Инночка же была как будто не в себе. Она то смеялась, то плакала, то вдруг начинала скупать совершенно ненужные вещи и все удивлялась тому, как Алик безропотно вынимает кошелек и платит, не глядя на цену. «Господи, ну почему, почему он такой старик? — думала она, стараясь подавить в себе отвращение. — Один раз за столько лет улыбнулась удача, и обязательно в лице такой развалины». Сама Инночка, невзирая на солидные годы, чувствовала себя совсем молодой, ее организм словно не поспевал за возрастом: движения не утратили упругой гибкости, лицо оставалось гладким, без всяких мешков и складок, как это бывает у старух. На нее еще оборачивались мужчины, и их взгляды зарождали в душе надежду, что старость так и пройдет стороной, не оставив на ней безобразных отметин. Со смерти Гарика прошло уже пятнадцать лет, а Инночка все никак не хотела мириться с мрачной действительностью. Душой она еще пребывала в той радостной и беспечной атмосфере, в которой протекала тогда их семейная жизнь. Это нежелание расстаться с прошлым, видимо, и оказывало на нее омолаживающее действие. Она не признавала этих прожитых без Гарика лет, и время как будто отступило от нее, осталось на той точке, где закончилась ее счастливая жизнь.
Алик ловил на себе брезгливые взгляды невесты и думал: лет двадцать назад она смотрела бы на меня совсем по-другому.
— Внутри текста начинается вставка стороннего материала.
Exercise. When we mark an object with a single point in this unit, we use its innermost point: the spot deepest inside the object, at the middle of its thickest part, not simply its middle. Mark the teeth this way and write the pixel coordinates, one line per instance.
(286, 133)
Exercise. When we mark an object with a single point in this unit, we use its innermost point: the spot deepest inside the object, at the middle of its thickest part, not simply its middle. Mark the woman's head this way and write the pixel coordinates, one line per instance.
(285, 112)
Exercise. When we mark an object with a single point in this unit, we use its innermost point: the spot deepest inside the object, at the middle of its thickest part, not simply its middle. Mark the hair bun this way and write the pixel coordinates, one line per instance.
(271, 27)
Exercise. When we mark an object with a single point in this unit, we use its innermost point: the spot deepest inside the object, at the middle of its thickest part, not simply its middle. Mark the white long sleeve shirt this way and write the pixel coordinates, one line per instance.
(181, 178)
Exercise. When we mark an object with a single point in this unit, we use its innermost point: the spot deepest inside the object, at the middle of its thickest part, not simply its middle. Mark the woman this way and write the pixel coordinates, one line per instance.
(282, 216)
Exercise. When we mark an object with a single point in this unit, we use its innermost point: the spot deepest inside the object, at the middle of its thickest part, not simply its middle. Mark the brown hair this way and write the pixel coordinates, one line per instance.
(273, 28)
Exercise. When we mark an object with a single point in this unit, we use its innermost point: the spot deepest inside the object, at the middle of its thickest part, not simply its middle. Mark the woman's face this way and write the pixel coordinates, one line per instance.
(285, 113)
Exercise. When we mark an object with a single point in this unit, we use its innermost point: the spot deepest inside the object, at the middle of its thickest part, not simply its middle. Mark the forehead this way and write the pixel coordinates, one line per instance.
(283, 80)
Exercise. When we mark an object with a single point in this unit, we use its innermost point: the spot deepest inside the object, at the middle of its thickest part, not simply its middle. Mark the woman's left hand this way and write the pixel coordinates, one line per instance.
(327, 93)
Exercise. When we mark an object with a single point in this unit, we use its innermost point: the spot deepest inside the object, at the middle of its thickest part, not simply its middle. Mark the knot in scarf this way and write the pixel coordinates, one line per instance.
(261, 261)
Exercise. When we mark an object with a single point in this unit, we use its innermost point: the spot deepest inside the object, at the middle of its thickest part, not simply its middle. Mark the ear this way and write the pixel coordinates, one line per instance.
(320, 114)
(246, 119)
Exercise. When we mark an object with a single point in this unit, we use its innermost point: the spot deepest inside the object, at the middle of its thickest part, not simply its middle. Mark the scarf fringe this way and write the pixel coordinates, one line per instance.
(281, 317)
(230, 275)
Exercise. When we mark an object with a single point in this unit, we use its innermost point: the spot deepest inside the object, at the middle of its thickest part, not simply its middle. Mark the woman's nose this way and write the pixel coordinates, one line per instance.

Поздновато, конечно, для таких чувств, но ничего, ничего, привыкнет.
Накануне свадьбы Алик совершил большую ошибку. Он пригласил невесту на пляж. Что это ошибка, стало ясно позже, а поначалу он ничего такого не думал и был полон радостного предчувствия увидеть невесту в купальнике.
В Серебряном Бору было полно народу. Алик вышел из кабинки для переодевания и сквозь мелькание человеческих тел увидел, как Инночка снимает через голову легкий шифоновый сарафан. Алик остановился, взглянул на свои голубые ноги и выпирающий неровный живот. Ему захотелось спрятаться в кабинке, он даже сделал шаг назад, но было поздно, Инночка его заметила и приветливо взмахнула рукой. Она была такой молодой, такой стройной в своем пестром бикини. Алик почувствовал смущение. Он нес свое бледное дряхлое тело, осторожно ступая неверными ногами по неровностям пляжа, и ему казалось, что Инночка всем своим моложавым видом, загорелой, подтянутой фигурой смеется над ним.
— Ну что ты ползешь, как краб! — крикнула Инночка и приставила руку козырьком к глазам. — Пойдем скорее купаться!
Алик аккуратно сложил на траву брюки, рубашку и, глядя исподлобья на невесту, со злорадством отметил, что вблизи она выглядит не так уж молодо. Конечно, не на шестьдесят, но и не на тридцать, как ему показалось издалека.